Em média, as concentrações de PM 2,5 estavam entre 50 e 78,5 microgramas por metro cúbico em qualquer dia do mês, entre duas e três vezes acima do limite máximo de 25 microgramas estabelecido pela OMS para proteger a saúde.

Os dados constam do estudo “Os impactos das queimadas associadas ao desmatamento da Amazônia brasileira na saúde” divulgados nesta quarta-feira (26) pelo Instituto de Pesquisa Ambiental (Ipam), a Human Rights Watch e outras instituições.

Segundo esse estudo, em Rio Branco, um médico local descreveu a poluição do ar durante a temporada de queimadas como “insuportável”. Ele pratica medicina no Estado há 20 anos e disse que a cada ano o número de visitas ao hospital – principalmente de crianças e pessoas idosas – “aumenta sensivelmente” à medida que as queimadas se intensifica.

Outro médico, que trabalha no Hospital Santa Juliana, em Rio Branco, disse que a poluição do ar foi especialmente “intensa” durante a temporada de queimadas de 2019. “Tive que hospitalizar muitos pacientes com doenças crônicas, especialmente doença pulmonar obstrutiva crônica e insuficiência cardíaca”, o que ele atribuiu ao impacto da poluição causada pelas queimadas. Depois de tratar pacientes cuja condição se desenvolveu ou piorou durante episódios de piora crítica da qualidade do ar durante a temporada de queimadas, ele disse que aconselhou os pacientes a não deixarem suas casas, mas lamentou que as autoridades estaduais não emitissem tais alertas de saúde para a população em geral.

Em Feijó, uma cidade de 34.000 habitantes, o secretário municipal de saúde disse à Human Rights Watch: “Nosso município sofre muito com queimadas nos meses de julho a agosto”. Todos os anos, nesses meses, há um aumento na procura dos serviços de saúde devido a problemas respiratórios, afirmou.
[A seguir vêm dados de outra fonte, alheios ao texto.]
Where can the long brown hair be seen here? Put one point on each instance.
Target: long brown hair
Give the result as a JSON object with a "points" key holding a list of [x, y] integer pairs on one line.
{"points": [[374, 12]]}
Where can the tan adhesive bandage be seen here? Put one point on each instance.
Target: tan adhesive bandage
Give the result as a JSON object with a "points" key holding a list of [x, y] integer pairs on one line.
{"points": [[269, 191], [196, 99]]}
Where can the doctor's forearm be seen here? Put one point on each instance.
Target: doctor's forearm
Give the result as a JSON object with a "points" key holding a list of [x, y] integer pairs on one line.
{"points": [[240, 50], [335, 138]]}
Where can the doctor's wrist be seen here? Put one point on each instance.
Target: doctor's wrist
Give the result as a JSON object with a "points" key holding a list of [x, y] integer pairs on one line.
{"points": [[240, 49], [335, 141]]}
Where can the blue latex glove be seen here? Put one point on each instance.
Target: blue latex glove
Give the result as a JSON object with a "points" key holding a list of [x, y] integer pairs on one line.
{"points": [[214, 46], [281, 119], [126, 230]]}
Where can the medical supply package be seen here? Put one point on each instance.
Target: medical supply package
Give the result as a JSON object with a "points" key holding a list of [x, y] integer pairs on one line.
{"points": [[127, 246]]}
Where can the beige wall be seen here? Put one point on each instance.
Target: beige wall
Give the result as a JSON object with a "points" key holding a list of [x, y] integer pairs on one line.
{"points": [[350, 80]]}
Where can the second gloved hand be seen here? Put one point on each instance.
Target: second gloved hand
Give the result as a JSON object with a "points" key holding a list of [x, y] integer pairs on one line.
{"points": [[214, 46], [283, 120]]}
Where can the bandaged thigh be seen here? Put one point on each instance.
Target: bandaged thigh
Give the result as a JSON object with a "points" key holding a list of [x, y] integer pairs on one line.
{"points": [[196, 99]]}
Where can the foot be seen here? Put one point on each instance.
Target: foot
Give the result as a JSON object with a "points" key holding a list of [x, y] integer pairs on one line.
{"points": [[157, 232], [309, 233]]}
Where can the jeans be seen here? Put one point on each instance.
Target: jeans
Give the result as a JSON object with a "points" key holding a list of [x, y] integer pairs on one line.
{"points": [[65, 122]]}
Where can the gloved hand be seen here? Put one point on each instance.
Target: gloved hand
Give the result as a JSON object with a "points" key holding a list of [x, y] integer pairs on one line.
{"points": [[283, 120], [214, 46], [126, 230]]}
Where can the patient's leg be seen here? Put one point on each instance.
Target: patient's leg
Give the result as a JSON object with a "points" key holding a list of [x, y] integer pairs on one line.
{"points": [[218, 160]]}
Em Sena Madureira, a secretária municipal de saúde disse que o impacto da fumaça durante a temporada de queimadas sobrecarrega consideravelmente as unidades de saúde, que atendem pacientes que viajam por até três dias para procurar cuidados. “As unidades lotam mais. O município é pequeno, não temos estrutura para grandes quantidades de pessoas com crises agudas. Não tem respiradores, UTI.”

Quando entrevistada em meados de junho, a secretária de saúde de Sena Madureira disse temer que este ano o impacto seja “pior com a Covid-19 porque as queimadas pioram os sintomas respiratórios”. Ela disse ter “preocupação com o colapso do sistema de saúde”. O secretário de saúde em Feijó expressou o mesmo receio: “Estamos muito preocupados, porque estamos entrando nos meses de aumento das queimadas. Associado ao problema da Covid-19, podemos entrar em colapso geral [do sistema de saúde]”.

Para o estudo, a maioria dos entrevistados residia e trabalhava nos estados do Acre, Amazonas, Mato Grosso, Pará e Rondônia. Esses estados tiveram a pior qualidade do ar na região amazônica durante os meses de pico das queimadas em 2019, com dezenas de municípios registrando de duas a cinco vezes o valor máximo de PM 2,5 definido pelas diretrizes da OMS para proteção da saúde.

Os relatos dos entrevistados pela Human Rights Watch corroboram as conclusões de nosso estudo estatístico, de que pessoas na região amazônica sofrem com doenças respiratórias durante os meses de aumento das queimadas, com crianças e pessoas idosas sendo desproporcionalmente impactadas. Eles também reafirmaram nosso entendimento de que as internações representam apenas uma pequena parcela dos impactos à saúde associados às queimadas.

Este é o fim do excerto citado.